Lors d’un article ultérieur consacré à son histoire, Technikart demandera aux journalistes des Inrockuptibles pourquoi est-ce qu’ils ont « ‘raté la techno’ » Sabatier, Benoît, "L’histoire secrète de la presse : Les Inrockuptibles", Technikart 58, décembre 2001, p160-162.

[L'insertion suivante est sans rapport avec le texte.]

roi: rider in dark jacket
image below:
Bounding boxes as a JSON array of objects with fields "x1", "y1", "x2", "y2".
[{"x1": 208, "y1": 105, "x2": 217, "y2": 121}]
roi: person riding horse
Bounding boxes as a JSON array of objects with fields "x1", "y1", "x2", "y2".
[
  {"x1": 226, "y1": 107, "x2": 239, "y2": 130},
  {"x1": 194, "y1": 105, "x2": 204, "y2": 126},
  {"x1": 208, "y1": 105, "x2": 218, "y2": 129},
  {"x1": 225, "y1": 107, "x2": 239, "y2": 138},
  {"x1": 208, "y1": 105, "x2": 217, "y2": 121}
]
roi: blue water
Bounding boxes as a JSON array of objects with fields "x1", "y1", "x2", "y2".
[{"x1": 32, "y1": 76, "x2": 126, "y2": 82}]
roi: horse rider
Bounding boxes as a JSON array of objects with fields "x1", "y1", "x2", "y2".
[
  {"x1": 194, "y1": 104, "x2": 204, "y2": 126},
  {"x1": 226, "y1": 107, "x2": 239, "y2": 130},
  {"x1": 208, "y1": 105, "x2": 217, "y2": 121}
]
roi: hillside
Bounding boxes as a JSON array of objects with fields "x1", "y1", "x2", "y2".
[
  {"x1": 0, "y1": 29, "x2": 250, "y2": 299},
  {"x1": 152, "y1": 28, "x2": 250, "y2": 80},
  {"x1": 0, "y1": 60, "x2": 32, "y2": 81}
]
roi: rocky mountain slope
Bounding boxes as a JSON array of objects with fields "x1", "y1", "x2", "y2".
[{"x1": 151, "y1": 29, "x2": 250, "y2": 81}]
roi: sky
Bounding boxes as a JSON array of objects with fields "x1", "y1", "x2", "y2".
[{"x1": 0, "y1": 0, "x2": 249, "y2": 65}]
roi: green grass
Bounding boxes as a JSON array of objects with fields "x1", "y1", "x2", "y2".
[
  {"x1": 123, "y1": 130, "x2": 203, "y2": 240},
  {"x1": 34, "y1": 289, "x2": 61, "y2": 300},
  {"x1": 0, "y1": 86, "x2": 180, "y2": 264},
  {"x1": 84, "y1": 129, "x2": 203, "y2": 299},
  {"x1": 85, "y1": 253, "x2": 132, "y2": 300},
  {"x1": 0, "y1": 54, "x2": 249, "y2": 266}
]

Le magazine est d’ailleurs familier de ces enquêtes sur ses concurrents, notamment via sa série d’articles "La vie secrète de la presse française". Il s’amuse notamment à relever les difficultés de l’ensemble de la presse musicale face à des phénomènes que eux considèrent avoir compris, tel le single précédant le deuxième album des Daft Punk, One More Time, qui écartèle les journalistes entre rejet (un produit purement commercial) et peur de rater le coche (Daft Punk ne peut pas faire un single seulement commercial). Sabatier, Benoît, "Comme un ouragan", Technikart 47, novembre 2000, p36.

751.

Courrier des lecteurs, "Jour de fête", Les Inrockuptibles 43, mars 1993, p19.

752.

Puisqu’à l’occasion des dix ans du magazine, celui-ci relèvera l’existence médiatique d’une génération des 25-35 ans reliée à son sort. Tordjman, Gilles, "Générations", Les Inrockuptibles 78, 6 novembre 1996, p12.

753.

La rédaction, "Chers lecteurs", Les Inrockuptibles 62, hiver 1995, encart p2-3.Reproduit en annexe (document 9).

754.

Un lecteur ironise en effet sur ce point en envoyant au journal « ‘Cher ’ ‘Télérama’ ‘, bravo pour ta nouvelle formule. Elle fait plus de place à la culture d'aujourd'hui (pop anglaise, rock...) sans tomber dans la vulgarité "dance" ou "rap", tout en conservant ce qui fait aussi ta force : la diversité et l’exhaustivité dans le traitement des sujets culturels. (…) deux questions cependant - Pourquoi as-tu changé de titre ? - Pourquoi ne donnes-tu plus les programmes de télé ?’ » Courrier des lecteurs, "Cher Télérama", Les Inrockuptibles 2, 22 mars 1995, p8.

755.

Un concept déjà utilisé par le magazine contre-culturel Actuel dans les années 70.

756.

Les magazines musicaux aiment à s’autocélébrer en diverses occasions : dates anniversaires de la création du journal ou encore chiffres ronds qui apparaissent dans leur numérotation, qui sont autant d’occasion d’établir des classements autour des nombres mis en valeur.

757.

(non signé), "200 trésors cachés", Les Inrockuptibles 200, 26 mai 1999, p51.

758.

C’est la raison pour laquelle Libération peut parler du "festival des Inrockuptibles" comme d’une incarnation du magazine sur scène : les choix qui sont faits dans ses pages se retrouvent devant les spectateurs. Dasque, Emmanuelle, « "Le festival est une incarnation du journal sur scène" », Libération, 5 novembre 1999, p39.